La Corte EDU ha quindi concluso che i giudici nazionali hanno adempiuto all'obbligo di tutelare il diritto del dipendente al rispetto della sua vita privata.
La Corte ha poi fornito una serie di indici di cui i giudici nazionali devono tenere conto per bilanciare correttamente gli interessi in gioco:
(i) Il lavoratore è stato informato della possibilità che il datore di lavoro adotti misure di sorveglianza e dell'introduzione di tali misure? L'informazione sulla natura della sorveglianza dovrebbe essere chiara e fornita prima della sua attuazione.
ii) Qual è stata la portata della sorveglianza del datore di lavoro e il grado di intrusione nella vita privata del dipendente? Occorre valutare la privacy del luogo in cui avviene la sorveglianza, i limiti spaziali e temporali della sorveglianza e il numero di persone che hanno accesso ai dati relativi alla sorveglianza.
iii) Il datore di lavoro ha giustificato l'uso della sorveglianza e la portata della stessa per motivi legittimi?Più è intrusiva, più le motivazioni alla base della sorveglianza devono essere serie.
iv) Era possibile istituire un sistema di sorveglianza basato su mezzi e misure meno intrusivi? Ovvero l'obiettivo perseguito dal datore di lavoro avrebbe potuti essere raggiunto con una minore ingerenza nella vita privata del dipendente?
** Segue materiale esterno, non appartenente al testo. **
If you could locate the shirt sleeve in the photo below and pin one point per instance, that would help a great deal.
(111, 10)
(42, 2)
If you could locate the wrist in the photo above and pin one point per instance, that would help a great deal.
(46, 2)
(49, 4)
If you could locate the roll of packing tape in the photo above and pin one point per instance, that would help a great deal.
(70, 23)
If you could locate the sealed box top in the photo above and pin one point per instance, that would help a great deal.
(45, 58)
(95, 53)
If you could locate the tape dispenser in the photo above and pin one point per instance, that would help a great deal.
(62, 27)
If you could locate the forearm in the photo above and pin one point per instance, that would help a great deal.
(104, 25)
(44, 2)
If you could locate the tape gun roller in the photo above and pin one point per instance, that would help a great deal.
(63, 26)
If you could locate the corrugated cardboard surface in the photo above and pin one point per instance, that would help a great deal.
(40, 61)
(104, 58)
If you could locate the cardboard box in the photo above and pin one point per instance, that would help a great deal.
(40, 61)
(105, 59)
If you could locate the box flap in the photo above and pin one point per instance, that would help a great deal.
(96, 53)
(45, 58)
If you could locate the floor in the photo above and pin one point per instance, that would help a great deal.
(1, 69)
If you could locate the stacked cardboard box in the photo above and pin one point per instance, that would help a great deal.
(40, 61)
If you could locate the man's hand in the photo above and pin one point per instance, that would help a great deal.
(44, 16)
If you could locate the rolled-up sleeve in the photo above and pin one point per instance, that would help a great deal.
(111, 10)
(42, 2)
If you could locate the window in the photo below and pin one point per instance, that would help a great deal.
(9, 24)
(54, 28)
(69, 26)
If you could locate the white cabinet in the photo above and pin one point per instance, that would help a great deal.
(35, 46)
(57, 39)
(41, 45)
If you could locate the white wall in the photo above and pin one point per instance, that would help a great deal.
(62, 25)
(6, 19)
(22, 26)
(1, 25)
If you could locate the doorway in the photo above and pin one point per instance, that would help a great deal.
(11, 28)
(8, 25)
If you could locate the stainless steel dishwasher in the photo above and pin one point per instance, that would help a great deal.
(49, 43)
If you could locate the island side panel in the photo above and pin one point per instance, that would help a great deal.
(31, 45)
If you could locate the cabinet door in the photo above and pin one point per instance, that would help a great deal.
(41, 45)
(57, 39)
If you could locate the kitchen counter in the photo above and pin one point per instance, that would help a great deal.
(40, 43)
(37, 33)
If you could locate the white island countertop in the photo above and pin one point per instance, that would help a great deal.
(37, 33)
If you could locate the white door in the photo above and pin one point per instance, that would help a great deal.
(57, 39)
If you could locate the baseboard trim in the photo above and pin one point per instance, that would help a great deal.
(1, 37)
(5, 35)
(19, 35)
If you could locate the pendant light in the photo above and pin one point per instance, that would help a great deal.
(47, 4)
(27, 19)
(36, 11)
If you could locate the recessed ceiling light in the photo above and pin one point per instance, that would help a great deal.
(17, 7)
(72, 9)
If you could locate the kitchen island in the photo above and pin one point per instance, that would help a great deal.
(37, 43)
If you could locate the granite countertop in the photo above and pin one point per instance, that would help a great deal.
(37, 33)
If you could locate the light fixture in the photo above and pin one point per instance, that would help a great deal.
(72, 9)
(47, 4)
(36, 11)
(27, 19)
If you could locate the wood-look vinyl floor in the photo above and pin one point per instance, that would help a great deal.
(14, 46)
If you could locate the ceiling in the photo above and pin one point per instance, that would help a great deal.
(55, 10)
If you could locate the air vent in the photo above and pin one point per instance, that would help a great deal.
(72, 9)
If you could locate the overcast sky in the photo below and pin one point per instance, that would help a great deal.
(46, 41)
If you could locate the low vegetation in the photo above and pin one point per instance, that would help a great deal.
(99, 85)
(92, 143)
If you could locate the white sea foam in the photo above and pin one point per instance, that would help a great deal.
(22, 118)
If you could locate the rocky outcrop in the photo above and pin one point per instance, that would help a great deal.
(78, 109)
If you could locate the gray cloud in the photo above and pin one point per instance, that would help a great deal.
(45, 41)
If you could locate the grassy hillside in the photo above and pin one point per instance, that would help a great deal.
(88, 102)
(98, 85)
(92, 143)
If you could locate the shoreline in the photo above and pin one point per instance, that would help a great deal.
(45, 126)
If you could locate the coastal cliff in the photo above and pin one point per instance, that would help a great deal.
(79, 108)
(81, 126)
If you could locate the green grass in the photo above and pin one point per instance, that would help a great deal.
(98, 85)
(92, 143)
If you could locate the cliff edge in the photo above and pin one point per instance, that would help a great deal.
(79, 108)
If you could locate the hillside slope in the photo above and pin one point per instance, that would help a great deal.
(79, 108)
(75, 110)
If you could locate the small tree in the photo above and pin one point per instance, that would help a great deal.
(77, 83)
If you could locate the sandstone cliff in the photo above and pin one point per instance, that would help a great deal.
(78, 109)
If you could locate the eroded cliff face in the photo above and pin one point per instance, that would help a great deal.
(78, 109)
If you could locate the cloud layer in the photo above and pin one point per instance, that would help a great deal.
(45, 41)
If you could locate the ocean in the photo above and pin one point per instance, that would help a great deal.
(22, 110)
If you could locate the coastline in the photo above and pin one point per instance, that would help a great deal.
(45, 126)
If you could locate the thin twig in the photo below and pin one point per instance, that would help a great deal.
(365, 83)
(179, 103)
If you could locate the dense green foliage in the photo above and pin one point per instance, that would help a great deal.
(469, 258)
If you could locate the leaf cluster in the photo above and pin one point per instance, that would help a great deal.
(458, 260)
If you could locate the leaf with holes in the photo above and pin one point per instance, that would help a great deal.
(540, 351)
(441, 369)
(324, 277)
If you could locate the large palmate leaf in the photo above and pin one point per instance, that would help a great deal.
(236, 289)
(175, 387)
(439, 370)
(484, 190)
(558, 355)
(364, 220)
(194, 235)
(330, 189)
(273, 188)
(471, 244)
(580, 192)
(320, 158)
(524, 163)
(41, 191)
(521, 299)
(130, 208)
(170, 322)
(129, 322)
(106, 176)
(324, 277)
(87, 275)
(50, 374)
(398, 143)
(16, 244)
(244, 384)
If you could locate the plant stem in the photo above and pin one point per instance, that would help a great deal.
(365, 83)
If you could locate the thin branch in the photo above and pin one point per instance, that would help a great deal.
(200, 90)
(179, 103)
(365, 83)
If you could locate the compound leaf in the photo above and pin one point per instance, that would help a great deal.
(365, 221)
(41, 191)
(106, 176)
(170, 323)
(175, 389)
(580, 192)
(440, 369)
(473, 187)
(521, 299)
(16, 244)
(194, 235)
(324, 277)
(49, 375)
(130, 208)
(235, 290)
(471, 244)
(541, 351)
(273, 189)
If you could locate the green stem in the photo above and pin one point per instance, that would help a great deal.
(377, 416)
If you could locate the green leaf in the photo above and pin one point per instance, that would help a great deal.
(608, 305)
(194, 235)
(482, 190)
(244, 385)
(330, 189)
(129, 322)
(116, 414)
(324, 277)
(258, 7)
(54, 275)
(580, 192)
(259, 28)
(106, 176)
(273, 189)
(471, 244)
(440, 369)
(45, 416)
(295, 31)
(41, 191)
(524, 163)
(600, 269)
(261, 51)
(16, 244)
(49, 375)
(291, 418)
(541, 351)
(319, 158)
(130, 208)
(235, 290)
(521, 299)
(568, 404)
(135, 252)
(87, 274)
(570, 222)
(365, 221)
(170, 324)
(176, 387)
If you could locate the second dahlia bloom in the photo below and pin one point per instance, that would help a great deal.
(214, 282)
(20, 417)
v) Quali sono state le conseguenze della sorveglianza per il dipendente che vi è stato sottoposto? Cioè come il datore di lavoro utilizza i risultati della misura di sorveglianza e se questi siano serviti allo scopo dichiarato della misura.
vi) Sono state fornite adeguate garanzie al dipendente?
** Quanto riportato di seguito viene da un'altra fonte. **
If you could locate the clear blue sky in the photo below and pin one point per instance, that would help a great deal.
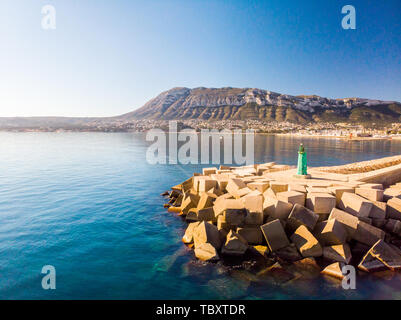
(108, 57)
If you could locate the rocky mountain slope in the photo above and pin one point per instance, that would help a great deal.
(242, 104)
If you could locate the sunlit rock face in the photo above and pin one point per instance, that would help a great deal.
(249, 103)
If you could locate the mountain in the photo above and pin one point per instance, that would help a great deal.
(241, 104)
(225, 104)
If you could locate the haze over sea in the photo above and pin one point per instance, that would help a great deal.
(89, 204)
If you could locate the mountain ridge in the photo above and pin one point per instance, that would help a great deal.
(228, 103)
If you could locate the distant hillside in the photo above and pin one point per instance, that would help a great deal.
(226, 104)
(242, 104)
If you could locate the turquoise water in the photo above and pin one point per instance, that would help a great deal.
(90, 205)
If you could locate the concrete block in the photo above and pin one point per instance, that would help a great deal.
(386, 254)
(394, 208)
(206, 200)
(278, 186)
(370, 194)
(260, 186)
(188, 236)
(338, 191)
(391, 193)
(379, 223)
(262, 250)
(235, 244)
(269, 194)
(367, 234)
(243, 192)
(192, 215)
(209, 171)
(275, 235)
(207, 232)
(222, 224)
(321, 203)
(276, 209)
(234, 185)
(252, 235)
(340, 253)
(301, 216)
(372, 186)
(349, 222)
(221, 204)
(306, 243)
(332, 233)
(297, 188)
(365, 219)
(334, 270)
(370, 264)
(289, 253)
(317, 190)
(206, 214)
(206, 252)
(355, 205)
(292, 197)
(393, 226)
(378, 210)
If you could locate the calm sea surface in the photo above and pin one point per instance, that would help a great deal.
(90, 205)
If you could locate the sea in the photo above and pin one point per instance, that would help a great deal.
(90, 205)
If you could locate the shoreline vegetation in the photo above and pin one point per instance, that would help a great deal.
(265, 219)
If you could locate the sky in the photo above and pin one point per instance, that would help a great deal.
(107, 58)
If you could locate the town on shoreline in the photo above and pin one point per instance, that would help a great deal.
(316, 129)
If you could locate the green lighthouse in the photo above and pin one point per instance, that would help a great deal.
(302, 161)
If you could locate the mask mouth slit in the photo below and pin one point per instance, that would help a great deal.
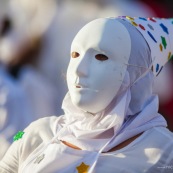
(77, 86)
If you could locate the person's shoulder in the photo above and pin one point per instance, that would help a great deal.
(43, 128)
(160, 136)
(162, 131)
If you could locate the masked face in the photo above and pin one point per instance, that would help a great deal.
(97, 67)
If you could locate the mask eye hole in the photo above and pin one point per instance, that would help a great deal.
(75, 54)
(101, 57)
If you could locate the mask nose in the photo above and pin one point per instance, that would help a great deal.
(82, 68)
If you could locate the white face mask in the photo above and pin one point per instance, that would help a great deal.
(97, 67)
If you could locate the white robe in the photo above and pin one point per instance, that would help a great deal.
(40, 151)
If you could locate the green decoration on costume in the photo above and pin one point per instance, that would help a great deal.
(171, 57)
(18, 136)
(164, 42)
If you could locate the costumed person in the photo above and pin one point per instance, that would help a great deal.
(111, 121)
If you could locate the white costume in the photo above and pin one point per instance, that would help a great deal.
(14, 109)
(110, 100)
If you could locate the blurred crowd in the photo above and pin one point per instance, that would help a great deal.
(35, 39)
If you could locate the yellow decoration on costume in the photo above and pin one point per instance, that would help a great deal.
(82, 168)
(133, 23)
(129, 18)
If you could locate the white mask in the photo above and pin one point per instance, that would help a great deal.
(99, 54)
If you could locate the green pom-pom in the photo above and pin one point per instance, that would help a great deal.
(18, 136)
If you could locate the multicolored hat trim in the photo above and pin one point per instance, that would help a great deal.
(159, 35)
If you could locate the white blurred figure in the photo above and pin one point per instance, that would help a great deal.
(25, 93)
(15, 112)
(20, 48)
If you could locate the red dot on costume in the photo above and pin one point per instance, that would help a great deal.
(152, 19)
(142, 27)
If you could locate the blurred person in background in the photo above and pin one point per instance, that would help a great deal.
(35, 44)
(25, 93)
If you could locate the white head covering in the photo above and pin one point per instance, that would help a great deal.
(134, 111)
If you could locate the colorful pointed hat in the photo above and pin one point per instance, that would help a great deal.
(159, 35)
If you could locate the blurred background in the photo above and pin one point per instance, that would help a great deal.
(35, 39)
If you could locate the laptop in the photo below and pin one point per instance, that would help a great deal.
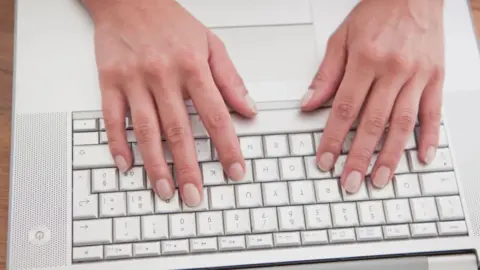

A questo proposito, la Corte EDU ha osservato innanzitutto che i giudici nazionali hanno correttamente identificato gli interessi in gioco: da un lato, al diritto del ricorrente al rispetto della sua vita privata e, dall'altro, al diritto del suo datore di lavoro di controllare le spese derivanti dall'uso dei veicoli affidati ai suoi dipendenti.
La Corte ha poi accertato che il ricorrente fosse stato informato dell'istallazione sul veicolo che gli era stato fornito, del dispositivo GPS: questo, infatti aveva firmato un'informativa che la società aveva inviato ai dipendenti interessati sulle ragioni di questa misura e sulle conseguenze disciplinari in caso di condotte illecite.
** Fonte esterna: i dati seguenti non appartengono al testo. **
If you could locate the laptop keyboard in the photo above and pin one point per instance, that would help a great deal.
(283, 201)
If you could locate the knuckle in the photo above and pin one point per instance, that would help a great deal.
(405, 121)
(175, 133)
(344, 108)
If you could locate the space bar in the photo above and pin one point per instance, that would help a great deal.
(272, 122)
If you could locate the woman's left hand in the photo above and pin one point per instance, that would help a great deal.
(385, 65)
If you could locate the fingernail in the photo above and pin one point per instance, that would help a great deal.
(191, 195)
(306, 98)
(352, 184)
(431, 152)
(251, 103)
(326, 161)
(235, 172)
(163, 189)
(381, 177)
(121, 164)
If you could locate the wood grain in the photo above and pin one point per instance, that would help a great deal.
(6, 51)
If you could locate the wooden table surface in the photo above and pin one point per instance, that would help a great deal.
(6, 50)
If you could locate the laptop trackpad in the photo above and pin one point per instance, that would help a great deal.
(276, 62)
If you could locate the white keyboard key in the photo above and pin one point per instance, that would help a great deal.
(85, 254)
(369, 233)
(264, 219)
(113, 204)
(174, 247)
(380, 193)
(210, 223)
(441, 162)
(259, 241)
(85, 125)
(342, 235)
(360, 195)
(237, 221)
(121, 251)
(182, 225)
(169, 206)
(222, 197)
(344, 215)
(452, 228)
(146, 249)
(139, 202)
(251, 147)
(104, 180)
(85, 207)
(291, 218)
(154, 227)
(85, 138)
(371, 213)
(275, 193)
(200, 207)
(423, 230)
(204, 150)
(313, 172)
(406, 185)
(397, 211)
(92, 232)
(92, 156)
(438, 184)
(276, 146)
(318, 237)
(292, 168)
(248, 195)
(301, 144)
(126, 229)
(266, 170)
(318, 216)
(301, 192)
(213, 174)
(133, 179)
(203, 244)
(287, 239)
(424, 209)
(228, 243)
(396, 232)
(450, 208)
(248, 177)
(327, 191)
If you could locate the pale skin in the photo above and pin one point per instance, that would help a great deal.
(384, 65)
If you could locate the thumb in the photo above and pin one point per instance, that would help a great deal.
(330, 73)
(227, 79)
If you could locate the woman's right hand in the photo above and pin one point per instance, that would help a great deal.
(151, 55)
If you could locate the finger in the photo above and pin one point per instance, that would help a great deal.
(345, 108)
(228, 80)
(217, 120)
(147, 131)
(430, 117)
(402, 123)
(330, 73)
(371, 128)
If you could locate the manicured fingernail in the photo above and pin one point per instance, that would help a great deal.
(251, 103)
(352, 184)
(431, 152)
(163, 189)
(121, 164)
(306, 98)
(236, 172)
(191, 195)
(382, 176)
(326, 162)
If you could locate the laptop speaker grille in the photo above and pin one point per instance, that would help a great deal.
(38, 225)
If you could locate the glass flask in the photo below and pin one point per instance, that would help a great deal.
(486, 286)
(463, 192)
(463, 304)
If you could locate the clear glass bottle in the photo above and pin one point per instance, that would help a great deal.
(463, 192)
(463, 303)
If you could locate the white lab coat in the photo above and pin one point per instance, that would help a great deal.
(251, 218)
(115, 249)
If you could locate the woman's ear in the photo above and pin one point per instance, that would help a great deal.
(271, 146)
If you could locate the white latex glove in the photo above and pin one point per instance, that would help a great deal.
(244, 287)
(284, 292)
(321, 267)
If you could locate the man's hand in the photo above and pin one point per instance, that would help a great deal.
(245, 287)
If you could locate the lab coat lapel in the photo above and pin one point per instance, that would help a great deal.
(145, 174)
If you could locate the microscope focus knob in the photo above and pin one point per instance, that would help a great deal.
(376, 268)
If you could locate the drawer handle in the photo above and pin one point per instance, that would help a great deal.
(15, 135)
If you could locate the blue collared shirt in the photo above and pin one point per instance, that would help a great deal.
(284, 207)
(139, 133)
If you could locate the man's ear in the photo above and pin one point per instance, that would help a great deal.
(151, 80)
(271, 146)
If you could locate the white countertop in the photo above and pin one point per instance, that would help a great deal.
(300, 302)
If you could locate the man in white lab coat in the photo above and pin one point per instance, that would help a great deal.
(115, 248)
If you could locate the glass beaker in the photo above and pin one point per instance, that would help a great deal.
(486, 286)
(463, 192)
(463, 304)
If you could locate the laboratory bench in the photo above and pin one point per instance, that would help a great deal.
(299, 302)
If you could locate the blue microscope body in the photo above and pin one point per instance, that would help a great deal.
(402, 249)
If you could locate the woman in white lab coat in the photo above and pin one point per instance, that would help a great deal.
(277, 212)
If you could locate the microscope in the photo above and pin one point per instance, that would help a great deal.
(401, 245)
Nessun dubbio, quindi poteva sorgere, sul fatto che il dipendente fosse a conoscenza dell'installazione del sistema gps atto a monitorare i chilometri percorsi.
In secondo luogo, la Corte ha osservato che il ricorrente è stato licenziato dal suo datore di lavoro sia per aver aumentato il numero di chilometri percorsi per motivi di lavoro al fine di nascondere i chilometri percorsi per scopi privati e per non aver rispettato gli obblighi di orario di lavoro, sia per aver ostacolato il funzionamento del sistema GPS.
La Corte ha inoltre ritenuto che, conservando solo i dati di geolocalizzazione relativi al chilometraggio percorso, la portata dell'intrusione nella vita privata del ricorrente si sia ridotta a quanto strettamente necessario per lo scopo legittimo perseguito, ossia il controllo delle spese aziendali.
La diffusione di questi dati è stata poi limitata ai responsabili dell'assegnazione e dell'approvazione delle visite e delle spese.
Per questi motivi la Corte ha ritenuto che non vi sia stata alcuna violazione né dell'articolo 8 della Convenzione, né dell'art. 6.
Questa decisione della Corte EDU si iscrive fra i precedenti più importanti in tema di controllo del dipendente tramite sistemi di geolocalizzazione e fissa i criteri per il giusto bilanciamento tra il diritto del lavoratore al rispetto della sua vita privata e le prerogative dell'impresa.
Si rileva quanto questa pronuncia sia ben più permissiva rispetto ai provvedimenti sopra esaminati del Garante della Privacy italiano e come, alla luce di questi principi espressi dalla Corte, si potrebbero aprire spazi per orientamenti simili anche nostro paese.